Abstract:
Recent advances in mobile computing and embedded systems have had a transformative impact in the field of Unmanned Aircraft Systems (UASs). These advances have unlocked a great number of new capabilities ranging from realtime machine learning for detection and tracking of targets, and autonomous intelligent control for mission-critical trajectory planning. This paper introduces Hyperion, a robust detect, track and follow algorithm for UASs, leveraging and integrating various computer vision techniques and a combination of two proportional integral derivative (PID) controllers for following a moving vehicle. The proposed system is evaluated under real settings using off-the-shelf hardware and an elaborated comparison is made with a variety of state-of-the-art trackers available in the OpenCV library.
Introduction:
As Unmanned Aircraft Systems (UASs) continue to evolve in aspects such us affordability, maneuverability and autonomy, their use in law enforcement and public safety applications will increasingly become more appealing. Moreover, advancements in small form-factor processing units for use in embedded systems and specifically for edge computing applications, have made a huge leap in regards to the processing power, footprint and power consumption requirements and thus their use in UAS solutions has opened up a vast array of applications. Based on recent market analysis on the use of UAS, law enforcement agencies have already taken advantage of such technologies with use cases varying from surveilling open areas or monitoring critical infrastructures to pursuing armed suspects and vehicles. This has driven the UAS market which is estimated to hit $63.6 Billion by 2025 with shipments hitting 29 Million units by the end of 2021.
Hence effective and efficient use of the increasing UAS capabilities requires higher levels of automation and intelligent algorithmic features. For instance, even though UAS are currently being used for pursuing vehicles in urban and rural areas, they are most often remote-controlled in a manual fashion. Manually controlling a UAS requires the full attention from the remote-pilots and thus, demanding significantly more resources during a mission and increases the risk of the operation.
To date, there is a very limited number of solutions that effectively detect, track and follow moving targets (e.g. a vehicle) in urban and rural areas. Following a moving vehicle, for example, demands flexible aerial maneuvering and hovering in mid air. Multicopters that share most of their maneuverability capabilities with traditional helicopters, are able to perform such movements skilfully in comparison to fixed-wing UASs that are generally significantly less agile. Moreover, effective detection and tracking is possible due to the recent advancements in embedded systems technology. Nowadays, small scale processing units can be embedded on various UASs without compromising the maneuverability nor the operational flight time of the UAS. By utilizing such devices, one can harness the capability of real-time image processing with minimal impact of flyability. In addition, having an embedded device that is capable of real-time processing, enables the system to function in a fully autonomous way.

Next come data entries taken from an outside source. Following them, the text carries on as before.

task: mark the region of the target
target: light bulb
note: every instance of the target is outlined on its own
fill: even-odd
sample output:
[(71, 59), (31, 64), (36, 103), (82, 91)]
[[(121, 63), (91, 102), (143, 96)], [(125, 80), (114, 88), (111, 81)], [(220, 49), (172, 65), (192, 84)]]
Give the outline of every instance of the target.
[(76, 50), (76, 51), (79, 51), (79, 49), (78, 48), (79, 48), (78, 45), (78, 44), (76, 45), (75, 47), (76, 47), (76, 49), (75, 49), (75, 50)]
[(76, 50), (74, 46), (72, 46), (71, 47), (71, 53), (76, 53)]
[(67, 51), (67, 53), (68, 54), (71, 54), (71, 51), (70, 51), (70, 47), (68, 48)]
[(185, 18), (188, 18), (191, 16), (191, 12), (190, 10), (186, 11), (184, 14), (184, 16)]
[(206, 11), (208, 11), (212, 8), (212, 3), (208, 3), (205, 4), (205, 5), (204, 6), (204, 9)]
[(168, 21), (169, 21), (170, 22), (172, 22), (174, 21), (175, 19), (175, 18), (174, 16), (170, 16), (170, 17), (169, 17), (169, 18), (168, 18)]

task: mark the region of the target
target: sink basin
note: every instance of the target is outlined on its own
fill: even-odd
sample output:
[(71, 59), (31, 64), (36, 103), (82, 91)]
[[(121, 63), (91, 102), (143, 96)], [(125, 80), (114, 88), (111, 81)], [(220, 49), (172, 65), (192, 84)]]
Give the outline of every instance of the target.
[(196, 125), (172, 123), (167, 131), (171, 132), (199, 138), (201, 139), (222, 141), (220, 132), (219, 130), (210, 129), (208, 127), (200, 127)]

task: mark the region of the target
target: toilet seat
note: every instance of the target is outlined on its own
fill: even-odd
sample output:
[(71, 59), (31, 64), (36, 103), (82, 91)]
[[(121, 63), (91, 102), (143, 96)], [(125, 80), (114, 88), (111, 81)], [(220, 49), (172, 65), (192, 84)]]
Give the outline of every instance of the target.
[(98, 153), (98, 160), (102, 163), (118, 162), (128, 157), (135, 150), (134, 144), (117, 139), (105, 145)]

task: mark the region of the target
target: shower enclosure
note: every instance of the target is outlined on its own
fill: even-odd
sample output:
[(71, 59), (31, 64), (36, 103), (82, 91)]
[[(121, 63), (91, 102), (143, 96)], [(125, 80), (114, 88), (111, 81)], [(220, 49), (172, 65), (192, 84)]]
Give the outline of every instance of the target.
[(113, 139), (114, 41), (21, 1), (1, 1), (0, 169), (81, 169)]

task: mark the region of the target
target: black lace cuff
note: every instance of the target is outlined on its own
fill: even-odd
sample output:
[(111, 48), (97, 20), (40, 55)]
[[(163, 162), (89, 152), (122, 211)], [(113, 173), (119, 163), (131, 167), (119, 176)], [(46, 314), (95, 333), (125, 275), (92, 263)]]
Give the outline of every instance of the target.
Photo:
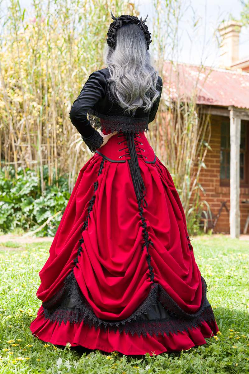
[(98, 131), (95, 130), (94, 132), (90, 138), (84, 138), (81, 135), (81, 138), (84, 141), (91, 152), (94, 152), (99, 148), (104, 141), (104, 138), (102, 137)]

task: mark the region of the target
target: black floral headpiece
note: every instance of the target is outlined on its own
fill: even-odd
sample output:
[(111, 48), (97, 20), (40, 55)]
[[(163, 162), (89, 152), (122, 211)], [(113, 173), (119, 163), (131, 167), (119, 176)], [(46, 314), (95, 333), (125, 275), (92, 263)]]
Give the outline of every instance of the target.
[(143, 32), (144, 37), (147, 43), (147, 49), (149, 49), (149, 46), (152, 42), (150, 40), (150, 33), (149, 32), (148, 26), (144, 23), (147, 19), (148, 15), (146, 16), (145, 19), (143, 21), (141, 17), (140, 19), (138, 19), (136, 16), (130, 16), (129, 14), (124, 14), (116, 18), (116, 17), (114, 17), (111, 10), (111, 13), (112, 15), (112, 18), (114, 20), (114, 21), (112, 22), (110, 25), (107, 33), (108, 38), (106, 39), (106, 41), (109, 47), (113, 48), (113, 49), (115, 49), (116, 33), (118, 29), (121, 27), (123, 25), (126, 25), (129, 22), (131, 22), (136, 25), (138, 25)]

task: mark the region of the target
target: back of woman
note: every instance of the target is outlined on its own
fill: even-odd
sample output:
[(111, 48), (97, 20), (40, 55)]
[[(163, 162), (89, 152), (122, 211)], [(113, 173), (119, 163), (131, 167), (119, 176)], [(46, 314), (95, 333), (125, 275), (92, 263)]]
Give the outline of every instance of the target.
[(69, 113), (94, 154), (39, 273), (30, 328), (54, 344), (126, 355), (188, 349), (218, 328), (179, 196), (146, 136), (162, 80), (145, 20), (112, 16), (106, 67)]

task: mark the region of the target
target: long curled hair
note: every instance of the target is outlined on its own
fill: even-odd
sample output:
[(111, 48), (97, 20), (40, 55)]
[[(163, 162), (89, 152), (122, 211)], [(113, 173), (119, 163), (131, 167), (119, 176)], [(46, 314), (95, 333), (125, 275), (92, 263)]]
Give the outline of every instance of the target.
[(116, 35), (115, 49), (107, 46), (104, 50), (111, 96), (125, 113), (134, 115), (140, 107), (149, 112), (159, 95), (156, 88), (159, 73), (151, 65), (143, 33), (138, 25), (129, 23)]

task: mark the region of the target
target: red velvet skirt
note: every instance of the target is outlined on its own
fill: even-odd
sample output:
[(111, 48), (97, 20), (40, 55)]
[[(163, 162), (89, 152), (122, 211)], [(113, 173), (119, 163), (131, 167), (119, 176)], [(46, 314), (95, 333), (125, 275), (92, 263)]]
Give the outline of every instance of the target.
[(55, 344), (127, 355), (204, 344), (218, 328), (173, 180), (144, 133), (133, 139), (139, 172), (122, 136), (80, 172), (39, 273), (30, 329)]

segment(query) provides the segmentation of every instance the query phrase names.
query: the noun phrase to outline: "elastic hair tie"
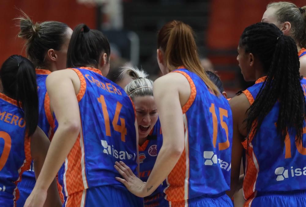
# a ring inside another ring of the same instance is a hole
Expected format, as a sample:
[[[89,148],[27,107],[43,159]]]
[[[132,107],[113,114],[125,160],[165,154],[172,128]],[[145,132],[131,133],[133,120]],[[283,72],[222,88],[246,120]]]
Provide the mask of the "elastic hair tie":
[[[282,36],[283,35],[284,35],[284,34],[283,33],[281,35],[280,35],[279,36],[278,36],[278,37],[277,37],[277,39],[276,39],[276,40],[278,40],[278,38],[279,38],[279,37],[282,37]]]
[[[43,30],[43,24],[42,24],[40,25],[40,26],[41,26],[41,27],[43,28],[43,34],[44,33],[44,31]]]
[[[90,29],[89,29],[89,27],[87,27],[87,25],[85,25],[84,27],[83,27],[83,30],[84,31],[84,32],[89,32],[90,30]]]
[[[139,89],[140,89],[140,88],[153,88],[153,87],[151,87],[151,86],[144,86],[143,87],[141,87],[140,88],[136,88],[135,90],[134,90],[133,91],[132,91],[132,92],[130,92],[129,94],[128,95],[129,95],[129,96],[130,95],[130,94],[131,94],[133,92],[134,92],[135,91],[138,90]]]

In accordance, this work proposes Hyperion, a fully autonomous aerial system which is used to detect, track, and follow a moving vehicle. We assume that as soon as a UAS is in the air, detection of vehicles within the Field of View (FoV) of the onboard camera commences. Once a target has been selected from the Ground Station (GS), Hyperion starts tracking the moving vehicle and tries to vertically position the UAS above the target (i.e., aiming to always have the target within the center of the FoV). We assume that the quadcopter always faces to the North and follows the moving vehicle by applying controls to the roll and pitch axis only. This is done to keep the quadcopter in the same orientation at any given time so that a remote pilot can easily intervene and regain remote-control of the aircraft without loosing his orientation.
The rest of this work is structured as follows. Related work is included in Section II and details of the subsystem components that comprise the proposed Hyperion system are included in Section III. Section IV elaborates on the implementation and integration aspects of the proposed system. Details about the prototype tests and an evaluation of the results are discussed in Section V. Concluding remarks regarding this work are presented in Section VI.